And fork at the Unix level does not inherit any of the Mach ports that are associated with a task. It just basically creates a new task, shared memory space, but no shared ports. You can end up with an issue if you're in a Mac OS X application and you call fork.

You can end up in a situation where the address space of the new application that you got by forking thinks that there are certain services available to it that it had already established connections to, but they're not there because the ports that back those aren't there. So, again, this is, you know, one of those areas where you have to be careful when dealing at the higher levels. Don't dip down to the BSD or the Mach level too much. And if you do, be careful about some of these interaction issues.

So what's new in Jaguar in this space? All right, well, performance, performance, performance, there's...that's our main goal. But process creation and process exit, there's been a lot of work to make those even faster than they were before. One of the big areas, now that in the BSD world, signals are part of the process space, we now have a lot more adherent POSIX signal semantics. And so we have all the SIG action options that we were missing in 10.1.

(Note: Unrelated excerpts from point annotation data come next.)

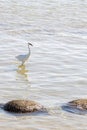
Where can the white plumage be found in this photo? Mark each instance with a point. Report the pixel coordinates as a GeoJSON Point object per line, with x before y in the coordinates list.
{"type": "Point", "coordinates": [25, 57]}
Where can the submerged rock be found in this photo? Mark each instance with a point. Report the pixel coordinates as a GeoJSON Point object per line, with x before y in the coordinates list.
{"type": "Point", "coordinates": [80, 104]}
{"type": "Point", "coordinates": [23, 106]}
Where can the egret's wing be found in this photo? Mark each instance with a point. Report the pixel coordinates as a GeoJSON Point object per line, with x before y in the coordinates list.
{"type": "Point", "coordinates": [21, 57]}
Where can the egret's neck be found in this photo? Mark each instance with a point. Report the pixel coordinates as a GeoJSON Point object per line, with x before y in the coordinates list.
{"type": "Point", "coordinates": [29, 51]}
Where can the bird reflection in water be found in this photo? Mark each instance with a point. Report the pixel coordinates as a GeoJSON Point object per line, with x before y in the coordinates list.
{"type": "Point", "coordinates": [23, 71]}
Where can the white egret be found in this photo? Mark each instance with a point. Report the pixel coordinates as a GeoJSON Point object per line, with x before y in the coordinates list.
{"type": "Point", "coordinates": [25, 57]}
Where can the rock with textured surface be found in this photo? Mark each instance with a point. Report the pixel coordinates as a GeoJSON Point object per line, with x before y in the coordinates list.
{"type": "Point", "coordinates": [23, 106]}
{"type": "Point", "coordinates": [80, 104]}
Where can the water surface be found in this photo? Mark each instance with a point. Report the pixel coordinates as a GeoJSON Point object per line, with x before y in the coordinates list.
{"type": "Point", "coordinates": [56, 71]}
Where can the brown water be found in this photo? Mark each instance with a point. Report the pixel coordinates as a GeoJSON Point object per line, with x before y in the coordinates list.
{"type": "Point", "coordinates": [57, 69]}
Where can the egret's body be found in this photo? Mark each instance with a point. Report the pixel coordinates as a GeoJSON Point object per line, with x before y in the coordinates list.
{"type": "Point", "coordinates": [25, 57]}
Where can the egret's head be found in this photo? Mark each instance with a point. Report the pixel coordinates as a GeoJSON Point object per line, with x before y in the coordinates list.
{"type": "Point", "coordinates": [30, 44]}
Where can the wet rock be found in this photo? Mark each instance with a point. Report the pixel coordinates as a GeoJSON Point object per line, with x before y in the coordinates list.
{"type": "Point", "coordinates": [80, 104]}
{"type": "Point", "coordinates": [23, 106]}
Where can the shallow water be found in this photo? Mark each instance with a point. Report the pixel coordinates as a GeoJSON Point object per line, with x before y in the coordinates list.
{"type": "Point", "coordinates": [56, 71]}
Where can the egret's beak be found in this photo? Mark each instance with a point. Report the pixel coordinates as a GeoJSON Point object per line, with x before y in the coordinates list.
{"type": "Point", "coordinates": [30, 44]}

But where are we going? Well, performance boost, performance boost, performance boost. That's basically where we're going. One of the things beyond just trying to make what we do better is trying to make our services match the higher-level services better. Launch Services is a spawn kind of facility. It allows applications to just be created. It's not make a copy of myself and then turn myself into something. It's just create. And so we're looking at things like the POSIX spawn or other versions, variants of the same thing to provide facilities for the higher levels that match their semantics better.

And we're looking at, you know, even more of the POSIX signal stuff. POSIX now defines 128 different signal levels that you can send. There's definitely some interest from some of the people. I think if you have interest in that area, you ought to bring that forward. But POSIX also specified in their real-time versions a real-time signal delivery mechanism.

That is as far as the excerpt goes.